Cette décision, bien que provisoire, marque l’ouverture d’un nouveau front commercial aux conséquences potentiellement lourdes pour la sidérurgie algérienne. Le fer à béton, utilisé massivement dans le secteur de la construction, fait partie des rares produits industriels algériens ayant réussi à s’imposer sur des marchés internationaux exigeants, notamment aux États-Unis.
À l’origine de cette mesure, une plainte déposée en juin dernier par plusieurs acteurs de l’industrie sidérurgique américaine, regroupés au sein de la Rebar Trade Action Coalition (RTAC). Cette coalition accuse l’Algérie, mais aussi la Bulgarie, l’Égypte et le Vietnam, de pratiquer le dumping et de bénéficier de subventions étatiques jugées contraires aux règles du commerce international.
Selon les plaignants, les importations de fer à béton en provenance de ces pays auraient causé un préjudice significatif aux producteurs américains, en exerçant une pression à la baisse sur les prix et en menaçant l’emploi local.
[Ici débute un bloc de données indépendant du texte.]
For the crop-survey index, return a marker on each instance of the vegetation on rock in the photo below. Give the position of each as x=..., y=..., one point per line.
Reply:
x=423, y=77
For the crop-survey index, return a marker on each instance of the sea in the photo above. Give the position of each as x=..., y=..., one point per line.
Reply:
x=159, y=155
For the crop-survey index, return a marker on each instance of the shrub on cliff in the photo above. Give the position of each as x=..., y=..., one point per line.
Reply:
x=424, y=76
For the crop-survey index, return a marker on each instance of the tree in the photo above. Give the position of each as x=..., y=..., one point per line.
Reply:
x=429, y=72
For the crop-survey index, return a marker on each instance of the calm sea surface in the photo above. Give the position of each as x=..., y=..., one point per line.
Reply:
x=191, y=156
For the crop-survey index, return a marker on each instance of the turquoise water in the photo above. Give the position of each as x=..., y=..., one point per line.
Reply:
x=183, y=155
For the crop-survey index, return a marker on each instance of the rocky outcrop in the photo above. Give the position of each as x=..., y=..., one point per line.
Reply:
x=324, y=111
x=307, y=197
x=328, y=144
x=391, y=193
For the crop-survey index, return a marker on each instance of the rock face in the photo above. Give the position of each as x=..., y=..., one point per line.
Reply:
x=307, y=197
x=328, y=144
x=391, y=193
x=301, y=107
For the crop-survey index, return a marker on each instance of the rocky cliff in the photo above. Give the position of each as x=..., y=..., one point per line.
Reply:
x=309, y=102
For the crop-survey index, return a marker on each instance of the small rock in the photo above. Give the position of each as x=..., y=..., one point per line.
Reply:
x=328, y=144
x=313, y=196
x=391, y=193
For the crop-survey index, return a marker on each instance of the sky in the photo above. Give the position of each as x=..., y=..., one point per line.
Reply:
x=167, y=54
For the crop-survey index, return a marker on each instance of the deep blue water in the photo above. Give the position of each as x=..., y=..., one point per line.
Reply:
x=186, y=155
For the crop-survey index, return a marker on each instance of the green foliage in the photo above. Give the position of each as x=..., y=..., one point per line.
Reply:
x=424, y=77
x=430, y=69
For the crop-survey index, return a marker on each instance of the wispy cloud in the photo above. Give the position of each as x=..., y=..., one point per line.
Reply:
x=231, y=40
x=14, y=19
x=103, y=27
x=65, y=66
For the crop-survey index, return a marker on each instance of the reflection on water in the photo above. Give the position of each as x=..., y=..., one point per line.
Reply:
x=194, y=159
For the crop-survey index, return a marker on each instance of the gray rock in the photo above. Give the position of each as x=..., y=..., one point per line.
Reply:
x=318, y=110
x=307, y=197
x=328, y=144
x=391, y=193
Le Département du Commerce a donc estimé, à titre préliminaire, que le fer à béton algérien était effectivement vendu à des prix anormalement bas, justifiant ainsi l’application immédiate de droits antidumping de 127 %.
Les produits concernés couvrent un large éventail : barres d’armature en acier de toutes tailles et compositions, mais aussi les produits transformés, qu’ils soient découpés, moulés, galvanisés, peints ou revêtus, même lorsque ces transformations ont lieu dans un pays tiers.
Il est important de souligner que cette taxe n’est pas encore définitive. Le Département du Commerce doit rendre sa décision finale dans un délai d’environ 75 jours. D’autres étapes sont également prévues : les décisions préliminaires concernant les droits compensateurs visant l’Algérie, l’Égypte et le Vietnam sont attendues en janvier 2026, tandis que les conclusions finales des enquêtes antidumping pour certains pays devraient intervenir en mars 2026.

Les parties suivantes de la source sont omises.